Quando tentei falar, descobri que perdera a voz e só conseguia emitir um guincho dos mais débeis, mas na segunda tentativa tive êxito em perguntar onde estava ferido. Na garganta, disseram. Harry Webb, nosso padioleiro, trouxera uma atadura e uma garrafinha de álcool das que nos davam para providenciar primeiros socorros. Enquanto me suspendiam, saiu bastante sangue por minha boca, e atrás de mim um espanhol disse que a bala atravessara meu pescoço de um lado a outro. Senti o álcool, que em ocasião comum teria ardido como o diabo, mas que agora embebia o ferimento com agradável frieza.

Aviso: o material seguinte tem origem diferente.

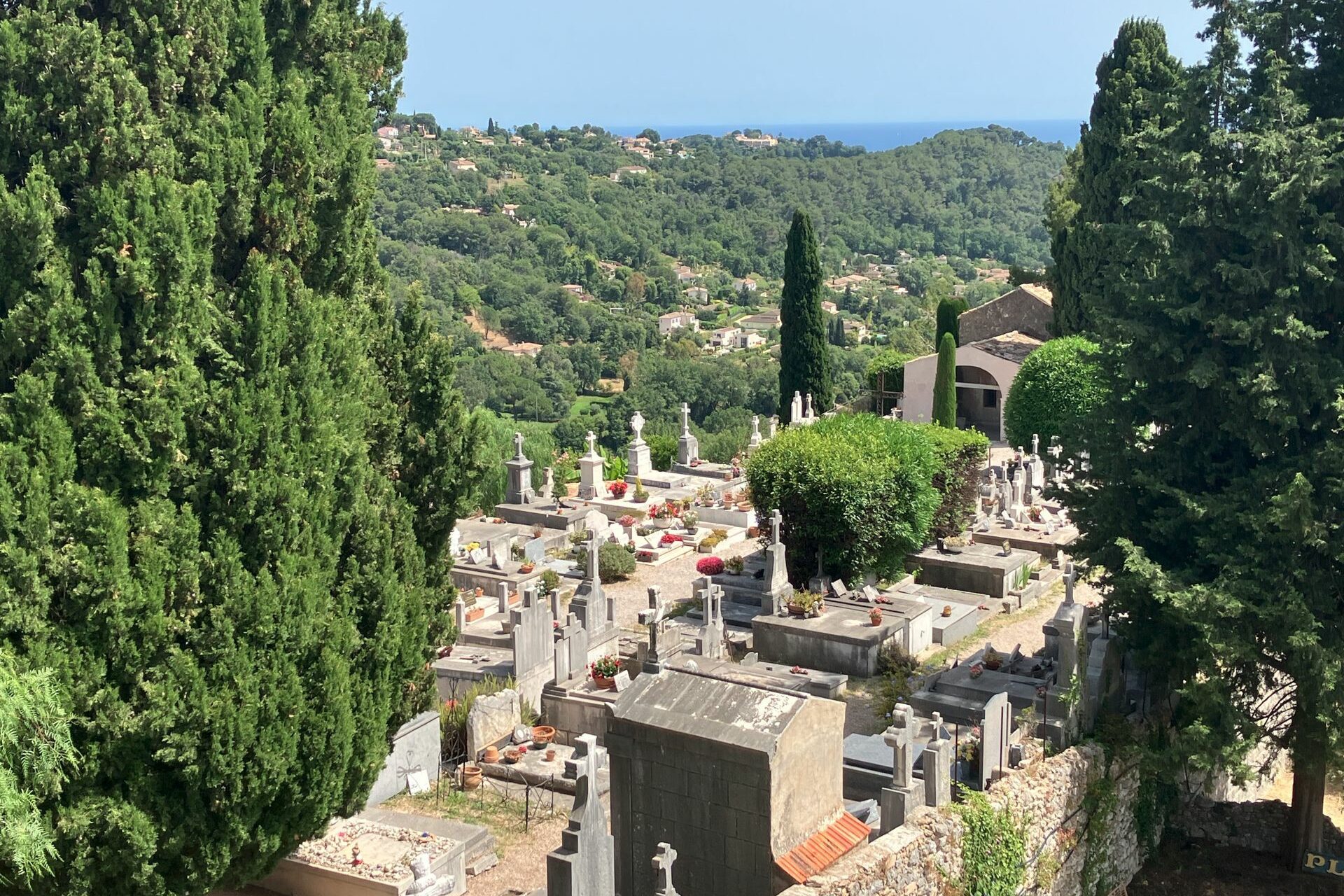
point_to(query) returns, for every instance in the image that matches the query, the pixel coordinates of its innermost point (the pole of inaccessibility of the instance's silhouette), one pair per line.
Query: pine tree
(1215, 504)
(945, 384)
(949, 318)
(804, 360)
(1094, 211)
(211, 472)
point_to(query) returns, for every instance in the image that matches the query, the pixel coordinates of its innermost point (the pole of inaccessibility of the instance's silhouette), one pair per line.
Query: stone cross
(663, 862)
(899, 736)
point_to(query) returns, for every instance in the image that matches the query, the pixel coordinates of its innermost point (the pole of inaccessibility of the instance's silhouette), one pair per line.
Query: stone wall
(1049, 797)
(1246, 825)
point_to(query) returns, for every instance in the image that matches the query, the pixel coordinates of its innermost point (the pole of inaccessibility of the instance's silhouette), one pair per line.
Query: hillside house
(995, 340)
(676, 320)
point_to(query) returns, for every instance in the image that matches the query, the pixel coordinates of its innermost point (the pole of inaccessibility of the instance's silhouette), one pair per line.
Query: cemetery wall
(1065, 844)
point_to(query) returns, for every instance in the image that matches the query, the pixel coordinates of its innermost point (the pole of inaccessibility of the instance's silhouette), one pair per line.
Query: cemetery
(706, 750)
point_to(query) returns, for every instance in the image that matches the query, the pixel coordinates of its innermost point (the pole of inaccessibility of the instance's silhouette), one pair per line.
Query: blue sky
(765, 61)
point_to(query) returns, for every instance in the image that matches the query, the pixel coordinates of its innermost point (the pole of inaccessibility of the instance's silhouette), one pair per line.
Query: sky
(737, 62)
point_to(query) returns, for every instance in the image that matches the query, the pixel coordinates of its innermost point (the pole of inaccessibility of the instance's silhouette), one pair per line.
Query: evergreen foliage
(804, 362)
(1056, 390)
(35, 758)
(854, 486)
(1215, 505)
(949, 318)
(1094, 213)
(945, 383)
(223, 464)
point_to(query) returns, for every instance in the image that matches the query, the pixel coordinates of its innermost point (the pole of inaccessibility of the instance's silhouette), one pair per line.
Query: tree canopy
(226, 468)
(1215, 503)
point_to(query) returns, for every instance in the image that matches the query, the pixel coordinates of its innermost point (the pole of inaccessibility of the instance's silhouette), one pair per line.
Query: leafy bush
(615, 562)
(1057, 387)
(960, 456)
(857, 486)
(708, 566)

Puseram-me novamente no chão, enquanto alguém apanhava uma padiola. Assim que soube que a bala atravessara o pescoço de fora a fora, achei naturalíssimo que ia morrer. Jamais ouvi falar em homem ou animal que recebesse uma bala pelo meio do pescoço e conseguisse sobreviver. O sangue escorria pelo canto da boca, e cá comigo pensei: "Lá se foi a artéria!" Fiquei a imaginar quanto tempo alguém dura quando a carótida é cortada; não deviam ser muitos minutos. Tudo estava muito confuso. Devem ter transcorrido uns dois minutos nos quais pensei estar morto. E também isso foi muito interessante, quer dizer, é interessante saber quais seriam os pensamentos numa hora daquelas. Meu primeiro pensamento, coisa bastante convencional, foi para minha mulher. O segundo foi o rancor violento por ter de deixar este mundo que, diga-se lá o que disserem, para mim é muito agradável. Tive tempo de sentir isso com muita vividez. O caráter fortuito e estúpido da coisa enchia-me de fúria. A falta de sentido naquilo tudo! Ser liquidado, nem mesmo em batalha, mas naquele canto sujo de trincheira, por causa do descuido de um instante! Pensava, também, no homem que me acertara - se era espanhol ou estrangeiro, sua aparência, se sabia que me acertara, e assim por diante. Não conseguia sentir qualquer raiva dele. Achava que, sendo ele um fascista, eu teria dado cabo de seu canastro, se pudesse, mas que se ele fosse aprisionado e trazido ali, naquele instante, eu simplesmente lhe teria dado parabéns pelo belo tiro. Pode ser, porém, que quem realmente esteja morrendo tenha pensamentos muito diferentes.
Mal me puseram na padiola e meu braço paralisado voltou à vida e começou a doer miseravelmente. Naquela ocasião imaginei que o quebrara quando caíra ao chão, mas a dor trouxe reconforto, pois eu sabia que as sensações não se fazem mais agudas quando alguém está morrendo.